The time had come to think beyond tradition in order to build Key Tower

Originally known as the Society Center, the Key Tower would never have been without the help of a few pioneering city leaders who decided it was time to think out of the box and break the rules.
For 60 years, an edict from the brothers O.P. and M.J. Van Sweringen, who built the iconic Terminal Tower in 1928, was in effect to prohibit anyone from building a structure higher than the Terminal Tower.
That even held true for one of downtown’s tallest structures, the BP America Building, now called 200 Public Square. It was completed in 1985 and measured 659 feet tall, just under the 708-foot tall Terminal Tower.
Seven years later, Key Tower, the subject of this month’s Uniquely Cleveland, was completed, measuring 948 feet (with the spire). Times had changed. City leaders agreed that with an ambitious project such as the Key Tower, it was time to rethink the rules.
A few years ago, a local magazine asked former Cleveland City Council President George Forbes and former Mayor George Voinovich about how the rules were broken.
“I knew that Cleveland was restricted to a certain attitude,” Forbes said. “It was: ‘We did this in the past, this is what we always did in the past and we’ve got to keep doing it.’ “When Dick Jacobs (who developed who built the Key Tower) came with his plan, I said, ‘Build the building taller than Terminal Tower so we can break out of these things that have held us back for years.’ He said, ‘You bet. I’m going to do that.’”
Voinovich also had to break a taboo on tax abatements to grant them to Key Tower.
“Cleveland had no tax abatement to speak of,” Voinovich said. “Other cities were really into tax abatement for five to 10 years. You talk about that kind of a building, and the jobs created and the image for the city? That was a big deal.”
When rules are delaying progress on a new venture and those rules don’t seem to make sense any more, it’s time to think about breaking them. In the case of the Key Tower, the time was right for change. It made sense to relook at the rules for not only the height of a skyscraper, but for providing tax abatements. Add to that the reputation of Jacobs as a community-minded entrepreneur who counted the Cleveland Indians among his properties, and it was a natural fit.

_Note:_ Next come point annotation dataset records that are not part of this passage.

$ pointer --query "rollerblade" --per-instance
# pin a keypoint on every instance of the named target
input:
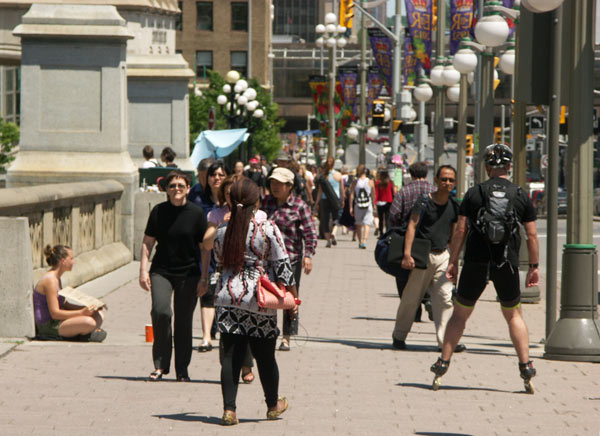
(527, 373)
(439, 368)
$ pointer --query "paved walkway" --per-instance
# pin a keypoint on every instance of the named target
(341, 377)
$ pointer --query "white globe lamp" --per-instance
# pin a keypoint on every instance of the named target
(491, 31)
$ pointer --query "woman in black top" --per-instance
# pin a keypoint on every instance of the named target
(178, 227)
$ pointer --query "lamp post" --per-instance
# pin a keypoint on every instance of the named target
(332, 36)
(240, 107)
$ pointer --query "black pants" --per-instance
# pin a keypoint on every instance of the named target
(183, 290)
(383, 212)
(290, 326)
(234, 350)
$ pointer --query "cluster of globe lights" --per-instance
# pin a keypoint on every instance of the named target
(244, 96)
(331, 32)
(490, 31)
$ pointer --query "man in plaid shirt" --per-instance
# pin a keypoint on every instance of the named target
(292, 215)
(400, 212)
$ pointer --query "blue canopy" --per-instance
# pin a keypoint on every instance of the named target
(217, 143)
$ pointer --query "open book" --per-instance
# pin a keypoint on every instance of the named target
(79, 298)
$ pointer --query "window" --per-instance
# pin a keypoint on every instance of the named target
(239, 16)
(239, 62)
(204, 16)
(179, 17)
(203, 63)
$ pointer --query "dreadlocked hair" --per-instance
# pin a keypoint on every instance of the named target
(244, 196)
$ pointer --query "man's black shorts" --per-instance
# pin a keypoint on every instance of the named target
(473, 280)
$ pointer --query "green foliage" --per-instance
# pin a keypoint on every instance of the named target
(9, 138)
(266, 131)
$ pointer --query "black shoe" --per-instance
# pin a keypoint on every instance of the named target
(398, 345)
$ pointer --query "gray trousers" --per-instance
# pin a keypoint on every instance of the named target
(183, 290)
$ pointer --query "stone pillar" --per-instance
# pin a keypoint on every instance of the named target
(74, 101)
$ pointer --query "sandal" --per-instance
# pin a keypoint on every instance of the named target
(248, 376)
(155, 375)
(229, 418)
(274, 414)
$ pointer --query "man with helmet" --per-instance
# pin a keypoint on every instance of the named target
(492, 259)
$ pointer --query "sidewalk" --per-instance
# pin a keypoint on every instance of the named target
(341, 377)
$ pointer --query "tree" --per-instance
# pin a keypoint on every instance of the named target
(265, 139)
(9, 138)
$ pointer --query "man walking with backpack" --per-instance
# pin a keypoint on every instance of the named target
(489, 220)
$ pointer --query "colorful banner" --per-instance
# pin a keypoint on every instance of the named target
(375, 83)
(348, 79)
(418, 14)
(410, 63)
(383, 54)
(461, 19)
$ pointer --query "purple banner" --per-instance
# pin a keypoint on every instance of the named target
(461, 18)
(410, 63)
(383, 54)
(418, 14)
(375, 83)
(348, 77)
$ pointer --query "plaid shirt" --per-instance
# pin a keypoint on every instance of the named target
(405, 200)
(295, 223)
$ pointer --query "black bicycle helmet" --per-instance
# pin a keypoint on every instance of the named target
(498, 155)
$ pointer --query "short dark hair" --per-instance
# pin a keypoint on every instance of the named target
(448, 167)
(176, 174)
(148, 152)
(418, 170)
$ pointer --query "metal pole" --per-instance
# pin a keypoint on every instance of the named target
(362, 158)
(440, 49)
(462, 137)
(332, 132)
(576, 335)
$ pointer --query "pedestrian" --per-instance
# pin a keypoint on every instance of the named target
(362, 203)
(177, 226)
(385, 190)
(433, 217)
(168, 156)
(490, 210)
(330, 200)
(293, 217)
(209, 200)
(242, 250)
(400, 211)
(149, 160)
(55, 318)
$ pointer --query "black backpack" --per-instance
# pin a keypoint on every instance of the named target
(497, 220)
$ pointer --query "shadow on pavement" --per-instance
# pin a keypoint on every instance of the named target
(191, 417)
(145, 379)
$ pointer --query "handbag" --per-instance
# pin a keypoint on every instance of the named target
(270, 296)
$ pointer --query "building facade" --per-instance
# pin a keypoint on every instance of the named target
(223, 35)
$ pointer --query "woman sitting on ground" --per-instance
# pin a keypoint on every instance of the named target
(54, 317)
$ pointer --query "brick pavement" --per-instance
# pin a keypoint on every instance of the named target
(341, 377)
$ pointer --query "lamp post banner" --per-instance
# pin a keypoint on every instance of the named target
(418, 14)
(375, 83)
(383, 53)
(410, 63)
(349, 78)
(461, 18)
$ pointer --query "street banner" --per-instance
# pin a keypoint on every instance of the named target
(348, 77)
(418, 14)
(461, 18)
(383, 54)
(410, 62)
(375, 83)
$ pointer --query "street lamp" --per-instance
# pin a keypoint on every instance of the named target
(332, 37)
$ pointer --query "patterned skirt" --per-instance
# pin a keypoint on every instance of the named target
(242, 322)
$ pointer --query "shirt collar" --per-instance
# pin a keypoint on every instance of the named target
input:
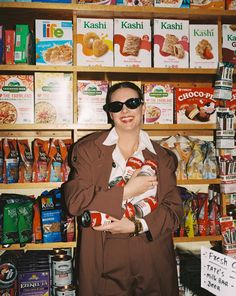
(144, 140)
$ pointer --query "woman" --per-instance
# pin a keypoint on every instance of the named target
(113, 261)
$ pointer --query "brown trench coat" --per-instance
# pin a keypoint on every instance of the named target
(88, 189)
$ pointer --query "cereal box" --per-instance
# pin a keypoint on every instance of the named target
(54, 44)
(159, 103)
(132, 43)
(171, 43)
(53, 98)
(231, 104)
(91, 98)
(230, 4)
(203, 46)
(229, 43)
(195, 105)
(172, 3)
(207, 4)
(94, 42)
(16, 99)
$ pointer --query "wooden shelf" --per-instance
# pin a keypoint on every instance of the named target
(41, 246)
(197, 239)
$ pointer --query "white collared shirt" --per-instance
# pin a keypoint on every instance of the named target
(120, 163)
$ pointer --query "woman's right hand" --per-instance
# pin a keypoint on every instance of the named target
(138, 185)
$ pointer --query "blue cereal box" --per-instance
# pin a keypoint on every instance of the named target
(54, 44)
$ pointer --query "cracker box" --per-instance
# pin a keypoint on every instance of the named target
(172, 3)
(16, 99)
(54, 44)
(203, 46)
(132, 43)
(94, 42)
(159, 103)
(171, 43)
(207, 4)
(229, 43)
(231, 104)
(91, 98)
(53, 98)
(195, 105)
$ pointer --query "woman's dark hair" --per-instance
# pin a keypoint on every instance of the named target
(124, 84)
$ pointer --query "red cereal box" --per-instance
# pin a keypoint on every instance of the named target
(195, 105)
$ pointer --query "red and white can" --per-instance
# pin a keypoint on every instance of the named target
(149, 168)
(145, 206)
(132, 164)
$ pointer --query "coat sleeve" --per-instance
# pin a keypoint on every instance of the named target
(169, 213)
(83, 193)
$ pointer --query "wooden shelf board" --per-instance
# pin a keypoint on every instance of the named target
(41, 246)
(43, 185)
(198, 181)
(197, 239)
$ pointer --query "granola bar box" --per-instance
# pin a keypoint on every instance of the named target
(53, 40)
(91, 98)
(94, 42)
(171, 43)
(195, 105)
(203, 46)
(16, 99)
(159, 103)
(53, 98)
(132, 43)
(229, 43)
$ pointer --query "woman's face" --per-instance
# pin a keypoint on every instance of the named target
(127, 119)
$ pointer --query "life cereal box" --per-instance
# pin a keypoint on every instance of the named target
(91, 98)
(16, 99)
(94, 42)
(159, 103)
(203, 46)
(53, 98)
(229, 43)
(172, 3)
(195, 105)
(54, 44)
(132, 43)
(231, 104)
(171, 43)
(207, 4)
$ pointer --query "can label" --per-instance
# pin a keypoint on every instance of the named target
(98, 219)
(61, 270)
(145, 206)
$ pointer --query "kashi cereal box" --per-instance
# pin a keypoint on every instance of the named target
(231, 104)
(207, 4)
(171, 43)
(159, 103)
(132, 43)
(195, 105)
(91, 98)
(172, 3)
(94, 42)
(16, 99)
(203, 46)
(230, 4)
(229, 43)
(53, 98)
(54, 44)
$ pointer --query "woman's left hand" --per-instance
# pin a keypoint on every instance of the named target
(117, 226)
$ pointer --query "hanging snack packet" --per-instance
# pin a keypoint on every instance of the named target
(26, 162)
(224, 81)
(11, 159)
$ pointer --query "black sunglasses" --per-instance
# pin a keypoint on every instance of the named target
(117, 106)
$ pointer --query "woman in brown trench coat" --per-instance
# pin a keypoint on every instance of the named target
(113, 261)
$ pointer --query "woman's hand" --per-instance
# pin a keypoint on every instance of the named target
(117, 226)
(138, 185)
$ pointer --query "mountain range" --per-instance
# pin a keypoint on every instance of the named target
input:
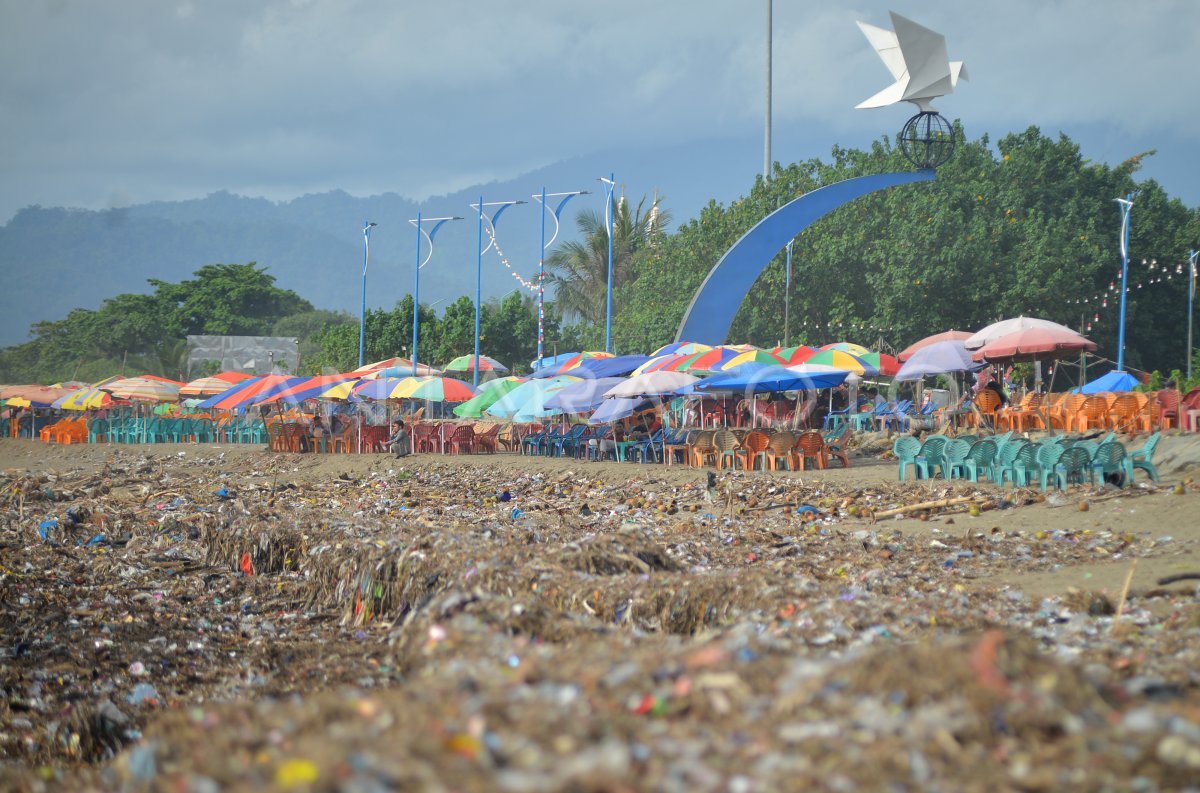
(57, 259)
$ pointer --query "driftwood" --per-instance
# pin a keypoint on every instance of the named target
(928, 505)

It may have been an easier decision to break the tallest building rule since Jacobs was a known quantity, but that just goes to show that you need to assess the risk of breaking a rule. To break a rule just for the sake of change doesn’t seem sensible. What would be the payoff? What jobs would be created? What innovation would be developed? But to change tradition to permit growth and create progress makes breaking tradition prudent. And in many cases, the risk was well worth taking.